All she could do was flit like a firefly around the older men who were left. That's why, in addition to getting Sasha's story, she'd seen this slumber party as a chance to talk to Mr. Morris, otherwise known as John, her favorite teacher. He was far over her age, obvious!, but he was more interesting conversation than the gaggle of dizzy twentyish chicky-doodles at a typical party, at least. Too bad he'd been busy hosting earlier, when they'd first arrived, and had gone upstairs way before bedtime.
There was a bang against the railing. Tara started, turned, and saw Debbie and Else coming up onto the porch from the back yard, team-lifting a huge picnic cooler.
"Hey, everyone," Else crowd-whispered; she and Debbie'd already gotten everyone's attention anyway. "Try and keep it under your skirt but we decided to go on a beer run." They took the cooler to the near corner of the porch and popped it open to bare a wide array of bottled beers: cheap domestics, fancy imports, microbrews. There were even juice mixers to go with the clusters of one-shot sample whisky bottles. Else's dad had made a mint working in RFIDs, so she could afford to be generous. Her credit had virtually no bottom.
Ah, thought Tara. Now maybe we can get going a bit. She kicked off the porch railing, stepping up into the instantly gathering line. She got a little something to settle her thinking cap and five minutes later, Sasha came back out, having put her head together just in time to start taking it apart again.
A few hours on they'd all loosened up. The party'd thinned out—it was past midnight—and Tara and Sasha'd managed to poach seats at the porch umbrella-table. Tara'd noticed that Sasha was flush from a parade of one-hit whisky samples, chased with premium beer, and had undone too many buttons on her cotton pajama blouse, letting in the warm summer night. Her bursting lapel was drawn back from the inboard of her bosom, exposing the uppermost of her cleavage down to the summit of her breasts. Sasha didn't seem to care much, and anyway, since Tara hadn't yet been re-drugged, once she saw it, her chip kicked in and blurred it out of her vision.
Sexual censorship. That was a feature in the chip that you couldn't opt out of.
This reminded her. "Hey, Sash, what went on with your Riff before?"
Sasha blearily studied her forehead.
"Um, the RFID? When I burned out in the kitchen? There was a 'plank in the densing mechanism,' or something. I've got my docking station back at the car so I did a diagnostic, but I can never grok the report it prints out." She started to fuss through her purse. "I've got it right here."

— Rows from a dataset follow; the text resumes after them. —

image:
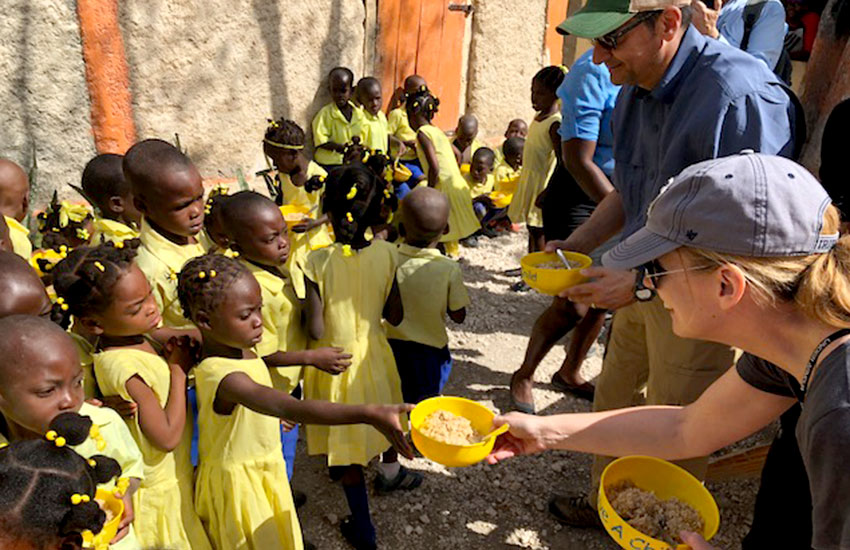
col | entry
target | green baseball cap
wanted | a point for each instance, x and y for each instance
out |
(599, 17)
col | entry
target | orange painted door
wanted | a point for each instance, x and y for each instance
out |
(423, 37)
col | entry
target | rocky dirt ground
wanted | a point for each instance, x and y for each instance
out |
(501, 506)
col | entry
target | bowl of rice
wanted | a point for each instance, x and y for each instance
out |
(547, 274)
(450, 430)
(645, 502)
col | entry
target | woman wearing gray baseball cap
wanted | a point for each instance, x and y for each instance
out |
(742, 250)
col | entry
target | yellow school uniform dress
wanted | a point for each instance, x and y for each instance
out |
(303, 243)
(161, 260)
(242, 493)
(480, 188)
(20, 237)
(330, 124)
(120, 446)
(430, 284)
(538, 163)
(374, 132)
(399, 126)
(354, 289)
(86, 351)
(112, 231)
(165, 515)
(462, 220)
(282, 329)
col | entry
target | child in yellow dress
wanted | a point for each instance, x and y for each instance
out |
(106, 189)
(242, 494)
(338, 122)
(350, 287)
(441, 169)
(48, 365)
(49, 489)
(108, 293)
(167, 190)
(14, 204)
(539, 156)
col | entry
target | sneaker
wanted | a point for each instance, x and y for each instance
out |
(574, 510)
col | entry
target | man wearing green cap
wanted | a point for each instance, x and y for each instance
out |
(686, 98)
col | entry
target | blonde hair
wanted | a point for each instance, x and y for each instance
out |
(818, 284)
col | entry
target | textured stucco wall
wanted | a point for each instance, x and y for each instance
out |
(506, 52)
(43, 97)
(213, 71)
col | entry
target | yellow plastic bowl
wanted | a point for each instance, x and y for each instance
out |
(666, 480)
(110, 528)
(552, 281)
(294, 214)
(453, 455)
(401, 173)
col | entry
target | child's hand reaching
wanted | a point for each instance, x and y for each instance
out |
(386, 419)
(182, 351)
(332, 360)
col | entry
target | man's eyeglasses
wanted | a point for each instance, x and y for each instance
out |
(609, 41)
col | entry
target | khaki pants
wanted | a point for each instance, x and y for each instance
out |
(643, 352)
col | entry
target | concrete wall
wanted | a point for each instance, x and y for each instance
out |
(505, 53)
(44, 103)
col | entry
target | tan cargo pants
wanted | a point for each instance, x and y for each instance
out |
(643, 353)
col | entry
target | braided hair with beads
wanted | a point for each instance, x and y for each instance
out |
(203, 282)
(86, 279)
(47, 490)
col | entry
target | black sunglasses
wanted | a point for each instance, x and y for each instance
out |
(609, 41)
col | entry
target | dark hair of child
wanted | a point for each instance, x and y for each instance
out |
(204, 280)
(484, 154)
(63, 224)
(549, 77)
(86, 278)
(47, 490)
(422, 102)
(513, 146)
(356, 199)
(103, 177)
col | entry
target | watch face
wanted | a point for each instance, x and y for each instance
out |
(643, 294)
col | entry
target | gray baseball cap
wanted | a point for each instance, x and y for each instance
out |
(748, 204)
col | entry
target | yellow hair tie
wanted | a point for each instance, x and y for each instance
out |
(283, 145)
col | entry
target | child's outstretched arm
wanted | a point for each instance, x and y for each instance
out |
(430, 158)
(164, 427)
(239, 388)
(393, 308)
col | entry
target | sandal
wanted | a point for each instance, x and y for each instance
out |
(405, 480)
(582, 391)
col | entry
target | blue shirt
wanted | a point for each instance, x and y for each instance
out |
(587, 102)
(714, 100)
(767, 35)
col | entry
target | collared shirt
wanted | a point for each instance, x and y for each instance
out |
(587, 102)
(767, 36)
(330, 124)
(161, 260)
(714, 100)
(430, 284)
(20, 237)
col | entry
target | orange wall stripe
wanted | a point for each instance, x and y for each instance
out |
(107, 76)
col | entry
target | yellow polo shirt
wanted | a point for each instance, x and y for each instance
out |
(430, 285)
(375, 131)
(161, 260)
(20, 237)
(399, 126)
(112, 231)
(282, 330)
(330, 124)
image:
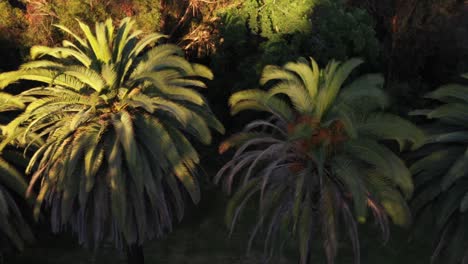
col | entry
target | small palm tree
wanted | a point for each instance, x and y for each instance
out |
(116, 113)
(318, 161)
(441, 172)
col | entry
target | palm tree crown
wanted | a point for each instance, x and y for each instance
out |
(115, 113)
(319, 156)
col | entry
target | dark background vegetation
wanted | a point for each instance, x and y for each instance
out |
(417, 44)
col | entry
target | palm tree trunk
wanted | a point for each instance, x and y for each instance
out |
(135, 254)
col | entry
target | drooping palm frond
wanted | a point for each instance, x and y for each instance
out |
(318, 162)
(114, 116)
(441, 172)
(14, 229)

"No, that's fine." Tara waved her hand. "I can't ever get anything out of those either."
"Ok." Remissioning without looking up, Sasha instead took a pack of Marlboros from her purse. She tapped out a cigarette and lit it. People these days didn't seem too worried about making it to old age. "You never have any problems with your chip?"

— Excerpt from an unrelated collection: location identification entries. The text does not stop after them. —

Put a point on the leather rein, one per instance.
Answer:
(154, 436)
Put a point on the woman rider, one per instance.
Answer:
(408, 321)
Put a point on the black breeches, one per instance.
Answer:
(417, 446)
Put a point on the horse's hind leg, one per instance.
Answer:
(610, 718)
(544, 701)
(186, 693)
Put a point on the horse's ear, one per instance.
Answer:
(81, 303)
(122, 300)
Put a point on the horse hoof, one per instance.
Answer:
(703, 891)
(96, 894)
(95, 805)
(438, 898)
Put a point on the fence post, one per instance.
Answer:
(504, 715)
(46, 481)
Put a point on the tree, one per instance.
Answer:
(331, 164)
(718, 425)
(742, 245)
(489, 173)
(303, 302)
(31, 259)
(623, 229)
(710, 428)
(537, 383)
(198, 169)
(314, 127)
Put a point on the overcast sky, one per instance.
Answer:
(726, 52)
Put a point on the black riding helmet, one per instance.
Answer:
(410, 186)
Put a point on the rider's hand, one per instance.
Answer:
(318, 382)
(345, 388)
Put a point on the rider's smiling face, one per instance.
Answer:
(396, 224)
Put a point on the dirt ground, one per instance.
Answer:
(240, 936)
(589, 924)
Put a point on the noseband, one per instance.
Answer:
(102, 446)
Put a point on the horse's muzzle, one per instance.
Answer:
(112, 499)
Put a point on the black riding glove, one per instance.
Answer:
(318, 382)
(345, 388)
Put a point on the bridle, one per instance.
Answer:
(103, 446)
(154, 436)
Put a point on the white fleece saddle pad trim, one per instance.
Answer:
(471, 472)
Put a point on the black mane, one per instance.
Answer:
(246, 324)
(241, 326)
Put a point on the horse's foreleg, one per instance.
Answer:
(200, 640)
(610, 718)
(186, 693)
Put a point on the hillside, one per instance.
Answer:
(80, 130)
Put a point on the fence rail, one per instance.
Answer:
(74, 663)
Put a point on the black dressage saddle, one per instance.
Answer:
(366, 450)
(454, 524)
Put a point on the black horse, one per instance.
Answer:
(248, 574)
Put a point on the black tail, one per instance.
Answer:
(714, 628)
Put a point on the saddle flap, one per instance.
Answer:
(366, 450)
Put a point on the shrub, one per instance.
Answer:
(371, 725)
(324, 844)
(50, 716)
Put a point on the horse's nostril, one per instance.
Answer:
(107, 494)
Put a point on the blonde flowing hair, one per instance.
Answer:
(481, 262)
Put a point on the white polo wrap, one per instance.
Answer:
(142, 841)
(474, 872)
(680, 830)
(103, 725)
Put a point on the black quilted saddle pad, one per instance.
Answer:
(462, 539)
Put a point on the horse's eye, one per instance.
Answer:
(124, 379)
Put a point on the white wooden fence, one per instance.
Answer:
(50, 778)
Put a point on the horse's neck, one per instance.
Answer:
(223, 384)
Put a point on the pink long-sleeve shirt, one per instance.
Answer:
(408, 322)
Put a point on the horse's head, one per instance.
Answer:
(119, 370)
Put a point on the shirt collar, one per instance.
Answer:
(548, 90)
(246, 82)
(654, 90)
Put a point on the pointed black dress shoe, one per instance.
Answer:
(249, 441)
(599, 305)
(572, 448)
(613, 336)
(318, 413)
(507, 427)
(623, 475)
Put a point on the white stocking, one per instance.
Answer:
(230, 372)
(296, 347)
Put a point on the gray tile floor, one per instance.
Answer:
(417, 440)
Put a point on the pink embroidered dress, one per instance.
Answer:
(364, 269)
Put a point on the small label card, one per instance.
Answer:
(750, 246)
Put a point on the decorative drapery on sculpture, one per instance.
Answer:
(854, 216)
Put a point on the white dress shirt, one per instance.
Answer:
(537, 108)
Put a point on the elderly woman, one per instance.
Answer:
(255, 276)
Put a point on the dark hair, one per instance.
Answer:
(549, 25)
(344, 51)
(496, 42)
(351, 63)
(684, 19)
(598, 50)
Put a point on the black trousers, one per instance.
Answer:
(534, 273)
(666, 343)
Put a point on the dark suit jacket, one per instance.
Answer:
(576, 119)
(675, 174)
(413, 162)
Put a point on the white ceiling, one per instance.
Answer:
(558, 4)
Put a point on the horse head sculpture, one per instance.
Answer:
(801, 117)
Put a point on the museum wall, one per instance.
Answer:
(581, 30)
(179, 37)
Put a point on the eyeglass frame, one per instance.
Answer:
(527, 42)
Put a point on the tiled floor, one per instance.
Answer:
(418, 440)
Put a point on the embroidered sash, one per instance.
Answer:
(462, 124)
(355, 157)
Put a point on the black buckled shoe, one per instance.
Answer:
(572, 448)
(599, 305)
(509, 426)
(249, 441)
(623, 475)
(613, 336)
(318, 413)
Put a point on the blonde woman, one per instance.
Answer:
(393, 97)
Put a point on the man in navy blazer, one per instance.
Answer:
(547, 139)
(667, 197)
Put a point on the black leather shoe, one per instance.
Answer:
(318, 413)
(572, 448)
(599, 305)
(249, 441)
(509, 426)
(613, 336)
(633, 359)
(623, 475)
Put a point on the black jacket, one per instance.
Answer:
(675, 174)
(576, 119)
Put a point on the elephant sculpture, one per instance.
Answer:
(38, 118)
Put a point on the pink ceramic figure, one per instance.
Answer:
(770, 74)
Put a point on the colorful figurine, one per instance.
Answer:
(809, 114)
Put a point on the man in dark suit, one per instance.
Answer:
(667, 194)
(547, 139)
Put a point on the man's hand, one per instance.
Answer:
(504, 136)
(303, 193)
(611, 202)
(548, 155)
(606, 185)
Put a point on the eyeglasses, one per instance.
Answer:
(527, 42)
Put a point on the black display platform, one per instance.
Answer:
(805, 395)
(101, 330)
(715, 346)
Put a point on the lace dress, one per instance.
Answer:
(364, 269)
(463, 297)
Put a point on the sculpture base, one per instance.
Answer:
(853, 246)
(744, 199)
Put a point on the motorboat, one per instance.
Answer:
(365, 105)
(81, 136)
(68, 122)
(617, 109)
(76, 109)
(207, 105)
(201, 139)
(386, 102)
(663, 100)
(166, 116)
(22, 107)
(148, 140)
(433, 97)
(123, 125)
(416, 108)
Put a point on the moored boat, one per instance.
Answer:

"Not really, not nearly as much. They make you get it but they still let you turn the power on it down, thank God, so I do, as much as I can."

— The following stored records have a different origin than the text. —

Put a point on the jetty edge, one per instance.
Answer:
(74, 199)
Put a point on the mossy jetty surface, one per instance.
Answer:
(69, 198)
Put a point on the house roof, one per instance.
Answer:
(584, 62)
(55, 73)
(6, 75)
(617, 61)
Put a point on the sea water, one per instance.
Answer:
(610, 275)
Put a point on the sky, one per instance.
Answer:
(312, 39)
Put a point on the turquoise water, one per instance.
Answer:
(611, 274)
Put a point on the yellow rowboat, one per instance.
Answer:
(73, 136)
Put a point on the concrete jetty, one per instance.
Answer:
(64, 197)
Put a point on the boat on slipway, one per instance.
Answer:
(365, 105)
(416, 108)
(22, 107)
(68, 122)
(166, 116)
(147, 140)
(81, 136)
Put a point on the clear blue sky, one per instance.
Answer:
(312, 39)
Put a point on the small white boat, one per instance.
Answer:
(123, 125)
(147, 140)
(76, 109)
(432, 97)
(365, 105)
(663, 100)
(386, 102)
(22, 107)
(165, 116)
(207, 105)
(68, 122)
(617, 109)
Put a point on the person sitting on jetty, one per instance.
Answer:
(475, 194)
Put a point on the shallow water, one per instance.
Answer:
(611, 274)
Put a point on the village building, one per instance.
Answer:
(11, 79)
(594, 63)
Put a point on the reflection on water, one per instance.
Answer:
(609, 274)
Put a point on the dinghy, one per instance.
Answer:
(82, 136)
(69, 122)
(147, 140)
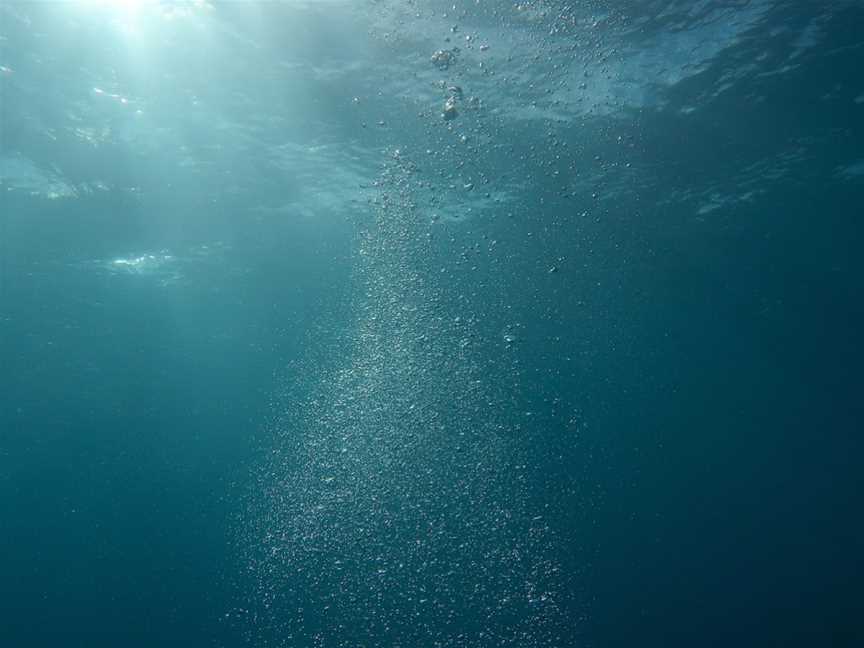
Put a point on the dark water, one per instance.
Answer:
(289, 359)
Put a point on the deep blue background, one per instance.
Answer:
(713, 360)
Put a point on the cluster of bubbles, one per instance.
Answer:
(392, 513)
(393, 509)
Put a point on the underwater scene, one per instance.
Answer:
(410, 323)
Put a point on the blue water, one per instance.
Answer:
(398, 323)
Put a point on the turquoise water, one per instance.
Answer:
(394, 323)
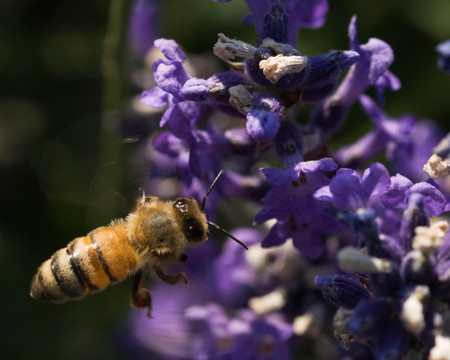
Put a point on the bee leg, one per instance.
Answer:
(140, 297)
(170, 279)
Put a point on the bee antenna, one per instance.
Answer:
(210, 189)
(214, 225)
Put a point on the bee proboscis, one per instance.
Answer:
(156, 233)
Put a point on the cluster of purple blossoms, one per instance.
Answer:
(366, 241)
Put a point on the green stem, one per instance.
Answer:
(114, 91)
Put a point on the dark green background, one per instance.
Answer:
(50, 111)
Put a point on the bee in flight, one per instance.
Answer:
(155, 233)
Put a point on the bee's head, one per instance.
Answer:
(194, 223)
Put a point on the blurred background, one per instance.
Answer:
(65, 168)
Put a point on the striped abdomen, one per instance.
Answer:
(88, 264)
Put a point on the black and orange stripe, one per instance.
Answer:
(88, 264)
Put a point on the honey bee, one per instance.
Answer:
(156, 233)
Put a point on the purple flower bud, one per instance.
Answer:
(416, 268)
(288, 144)
(324, 72)
(263, 121)
(342, 290)
(252, 66)
(219, 95)
(415, 215)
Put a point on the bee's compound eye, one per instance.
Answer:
(181, 205)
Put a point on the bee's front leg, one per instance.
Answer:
(170, 279)
(140, 297)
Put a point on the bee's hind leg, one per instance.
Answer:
(170, 279)
(140, 297)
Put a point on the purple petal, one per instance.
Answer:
(395, 196)
(324, 165)
(279, 177)
(342, 290)
(434, 200)
(170, 49)
(195, 89)
(262, 125)
(155, 97)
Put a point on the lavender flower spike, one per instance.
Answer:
(263, 121)
(371, 70)
(282, 20)
(438, 165)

"Yeah, I've got mine at seven. Which is pretty high. Thing is, you get some nice stuff, lots of access, but it snags up all the time, because it's cooking so hot."
Sasha sipped delicately from the Seagrams snorter she'd gotten from the cooler, the latest of her growing litter. She gave the tiny bottle a wiggle. "Chip's probably frying my brain but not as bad as this. Least, that's what they tell me." She took another sip. "You know, these are better warm."
They looked out at the night. Tara thought she'd let Sasha unspool a bit.
"So," Sasha unspooled, falling over the word as it left her, "you're almost twenty-two, right?"
"Yep."
"And you haven't gotten coded."
"Nope."
Sasha motorboated her lips, settling in her seat. "Why wouldn't someone get skincoded? That's kinda weird."
"'Cause I don't wanna blackjack."
"Well, you gotta blackjack. Doesn't everybody blackjack?"
"I dunno, maybe they'll make me. But for now they're not, and I'm not gonna do it if I don't have to."